Par exemple, un couple se rend dans un restaurant pour fêter leur anniversaire de mariage.
Cependant, nous avons vu précédemment que la table qu’ils ont réservée (c’est à cette même table que dix ans plus tôt, il lui avait fait sa demande en mariage), est piégée par une bombe !

Il y a donc une menace en acte et nous le savons. Et c’est parce que nous nous retrouvons dans cette position supérieure de connaître certaines choses que les personnages ignorent que le suspense suinte de la situation.
Lorsque le lecteur est le seul qui soit conscient du danger, le suspense s’installe aussitôt.

Surprendre

Un rebondissement peut créer du suspense. Lorsque Hitchcock montra Norman Bates tuant Marion Crane, cela crée une attente vers davantage de violence.

En effet, Alfred Hitchcock a dit qu’à ce moment de l’histoire, il avait transféré l’horreur de ce qui se passait à l’écran dans l’esprit du spectateur.
Et bien qu’il n’y ait réellement qu’un seul acte de violence dans la suite de l’histoire, nous sommes cependant tenu par le suspense.

L’urgence des enjeux…

Lorsque quelque chose est vital pour un personnage, elle l’est aussi pour le lecteur. Plus les enjeux sont importants, et plus intense sera le suspense.

Plus la perte pour le héros est sensible s’il échoue et plus le suspense imprégnera l’action. Bien sûr, la nature de cette perte est très variable et sera accordée au genre dans lequel s’inscrit votre histoire.

… aux conséquences sérieuses

Les enjeux sont mesurés aux conséquences pour le héros s’il échoue.
Si la femme du héros est prise en otage, l’enjeu est la survie de celle-ci.
Un enjeu de taille pour le héros.
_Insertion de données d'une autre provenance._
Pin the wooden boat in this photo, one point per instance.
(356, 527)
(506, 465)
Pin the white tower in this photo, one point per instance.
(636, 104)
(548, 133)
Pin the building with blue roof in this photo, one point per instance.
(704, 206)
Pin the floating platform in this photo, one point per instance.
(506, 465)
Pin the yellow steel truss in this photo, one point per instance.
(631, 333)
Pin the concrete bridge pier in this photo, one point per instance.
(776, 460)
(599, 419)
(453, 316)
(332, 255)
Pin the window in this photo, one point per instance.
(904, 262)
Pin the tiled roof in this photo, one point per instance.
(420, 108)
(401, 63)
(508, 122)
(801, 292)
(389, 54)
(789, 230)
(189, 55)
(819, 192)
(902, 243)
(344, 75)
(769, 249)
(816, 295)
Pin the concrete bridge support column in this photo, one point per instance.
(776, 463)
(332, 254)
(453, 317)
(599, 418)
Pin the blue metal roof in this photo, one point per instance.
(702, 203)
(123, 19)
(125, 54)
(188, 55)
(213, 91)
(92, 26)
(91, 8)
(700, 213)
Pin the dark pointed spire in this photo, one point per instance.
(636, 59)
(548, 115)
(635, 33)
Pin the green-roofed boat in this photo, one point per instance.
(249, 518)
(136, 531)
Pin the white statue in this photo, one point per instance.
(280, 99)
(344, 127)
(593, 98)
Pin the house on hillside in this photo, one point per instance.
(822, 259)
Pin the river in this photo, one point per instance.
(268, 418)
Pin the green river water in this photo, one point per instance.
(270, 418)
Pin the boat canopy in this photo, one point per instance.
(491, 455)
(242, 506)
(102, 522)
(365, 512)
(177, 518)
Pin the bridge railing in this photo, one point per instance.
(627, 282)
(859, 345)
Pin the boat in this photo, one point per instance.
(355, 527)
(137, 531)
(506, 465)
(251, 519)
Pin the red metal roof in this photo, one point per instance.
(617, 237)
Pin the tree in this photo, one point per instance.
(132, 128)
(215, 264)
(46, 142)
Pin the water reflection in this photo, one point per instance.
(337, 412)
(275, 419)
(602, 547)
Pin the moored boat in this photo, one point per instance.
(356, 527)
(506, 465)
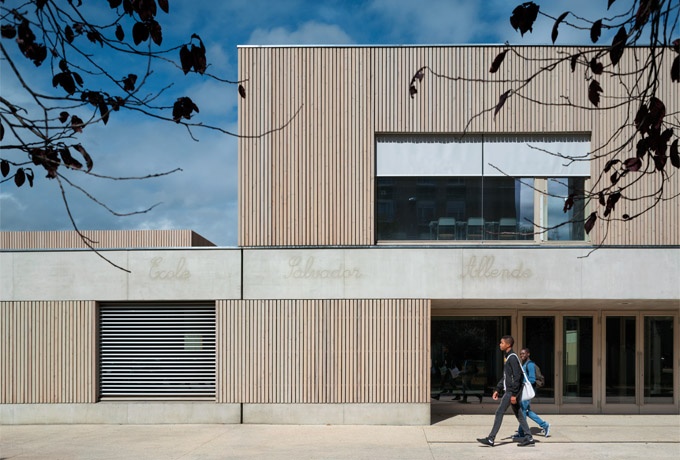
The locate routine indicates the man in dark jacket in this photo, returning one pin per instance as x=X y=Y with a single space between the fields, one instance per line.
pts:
x=511 y=388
Mais ce n’est pas suffisant si seul cet enjeu est établi. Il est nécessaire que les conséquences soient claires et distinctes.

Si le héros échoue, sa femme mourra. C’est une conséquence terrible pour le personnage principal.
Il faut cependant que cette issue fatale soit clairement énoncée dans l’esprit du lecteur.

Un temps limite

Un compte-à-rebours est un outil dramatique très efficace pour créer du suspense.
Par exemple, dans Démineurs, le sergent William James n’a que quelques minutes pour désamorcer la bombe nouée autour du corps d’un innocent. On imagine déjà les conséquences s’il échoue.

Et un compte-à-rebours peut être subtile. Il est souvent inutile de montrer le décompte. Il suffit de faire comprendre au lecteur qu’il s’égrène inexorablement sans que l’on en ait la preuve visuelle.
Et c’est ce qui se passe dans cette scène avec le sergent James.

Et pour en revenir à Hitchcock, il a aussi ajouté que la menace de la violence est plus puissante que la violence elle-même.
En fait, un compte-à-rebours implicite est plus dramatique que le décompte des aiguilles d’une horloge comme les pétales de rose qui chutent l’une après l’autre dans La belle et la bête (version Disney).

L’indécision quant à l’issue

En d’autres termes, ne rendez pas la scène prévisible. Si le lecteur ne parvient pas à imaginer comment la scène va se terminer ou si vous l’emmenez sur une fausse voie, vous intensifierez le suspense.

Ou bien si vous montrez que tout le monde (y compris votre héros) peut mourir, alors vous maintiendrez le suspense à son plus haut niveau.
La mort de Eddard Stark dès la première saison de Game of Thrones est un bon exemple pour établir une telle tonalité dans l’histoire. Personne n’est à l’abri d’une mort violente.